His early search for an understanding of forging took him to Germany and Italy where he had the pleasure of working with people such as Manfred Bergmeister and Toni Beneton. The free use of metals in Europe gave him the confidence to develop his own style back in England where at that time metal design was still dominated by the styles of the 18th & 19th Centuries. By working with industrial smiths and their large hammers his interest in forging was driven by a fascination with the fluidity of steel under heavy pressures and the metals' sensual and feminine qualities. He found traditional methods of fixing cumbersome and had no compunction about mixing his forged elements with modern techniques of welding and cutting.

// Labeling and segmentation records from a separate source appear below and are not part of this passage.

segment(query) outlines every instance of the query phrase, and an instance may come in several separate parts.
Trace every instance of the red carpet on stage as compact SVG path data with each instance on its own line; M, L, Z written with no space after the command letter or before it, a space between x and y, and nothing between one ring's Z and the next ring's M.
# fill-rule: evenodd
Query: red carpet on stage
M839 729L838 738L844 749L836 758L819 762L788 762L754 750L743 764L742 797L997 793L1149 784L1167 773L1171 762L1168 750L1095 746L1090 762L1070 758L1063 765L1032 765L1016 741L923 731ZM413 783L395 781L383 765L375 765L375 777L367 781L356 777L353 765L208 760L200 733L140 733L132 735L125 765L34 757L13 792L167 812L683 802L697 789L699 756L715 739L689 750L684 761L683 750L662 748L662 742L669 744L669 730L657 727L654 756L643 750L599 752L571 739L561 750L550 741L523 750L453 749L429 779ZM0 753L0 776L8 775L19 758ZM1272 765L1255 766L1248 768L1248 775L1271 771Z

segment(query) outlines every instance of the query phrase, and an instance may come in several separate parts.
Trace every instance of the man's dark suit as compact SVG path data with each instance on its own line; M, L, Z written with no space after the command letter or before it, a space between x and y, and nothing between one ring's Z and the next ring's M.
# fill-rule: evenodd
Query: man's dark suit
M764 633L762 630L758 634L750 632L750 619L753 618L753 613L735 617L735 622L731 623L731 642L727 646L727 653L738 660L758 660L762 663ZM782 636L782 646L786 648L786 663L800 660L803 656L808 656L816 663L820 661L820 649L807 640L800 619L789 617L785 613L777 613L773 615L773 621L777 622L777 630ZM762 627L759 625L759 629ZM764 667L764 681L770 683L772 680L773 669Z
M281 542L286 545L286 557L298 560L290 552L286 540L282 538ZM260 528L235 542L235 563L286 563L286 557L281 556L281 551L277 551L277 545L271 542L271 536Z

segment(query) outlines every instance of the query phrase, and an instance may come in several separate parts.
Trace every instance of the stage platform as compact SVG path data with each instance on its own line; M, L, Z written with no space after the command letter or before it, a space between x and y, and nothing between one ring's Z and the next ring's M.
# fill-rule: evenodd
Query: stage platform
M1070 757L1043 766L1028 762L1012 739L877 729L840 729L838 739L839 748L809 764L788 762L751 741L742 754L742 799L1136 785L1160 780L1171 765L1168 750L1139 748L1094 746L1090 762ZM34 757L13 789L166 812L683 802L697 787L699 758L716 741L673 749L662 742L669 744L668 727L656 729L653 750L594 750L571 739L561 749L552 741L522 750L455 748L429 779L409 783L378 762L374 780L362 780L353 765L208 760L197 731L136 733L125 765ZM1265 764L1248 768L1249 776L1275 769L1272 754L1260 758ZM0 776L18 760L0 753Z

Thanks to tremendous support from the Crafts Council, The National Coalboard, British Steel and a wide variety of dedicated clients Giusseppe was able to establish two large studios and to train several young people. Most work has been to commission - several large works being the result of design competitions - but more recently he has tended to visualise a project and then seek support to create it. The latter approach has led to working closely with community groups and has enabled the public to gain much from his educational strategy.
Over the years Giusseppe has moved from light hearted medieval shapes to bold textural bulk and freely growing organic forms. His greatest influences have been the search for the underlying common factors of religious belief and an attempt to express the cyclical nature of Life. Early dark and heavy forms have been superceeded by sparkling and vibrantly colouful surfaces. This has been greatly enhanced by the use of forged and oxidised stainless steel and bronze. The combining of hot worked glass has also opened up inner surfaces and the use of water and light is becoming increasingly important in his work. His recent training in Chiropratic has changed his outlook profoundly and whereas his earlier forms were the result of a personal metaphysical journey he now has a strong desire to inspire "well being" and the joy of living. (back to top)
Public awareness of the "holistic" aspects of health and a growing tendency for a "percent for art" policy in building development is giving architectural artists an exciting new resposibility in the shaping of our environment. Giusseppe is dedicated to the principal of "happy, healthy spaces.
At present, I am working on a village in Germany, a crucifix, some trees, and lots for my wife who has helped me so much over the years.... There are also two community projects on the go, Metalgarden and an instalation for a school in London
Detail from The Queen Elizabeth Gate, Hyde Park, London, England
This was a commission by the nation to celebrate the life of Her Majesty Queen Elizabeth the Queen Mother.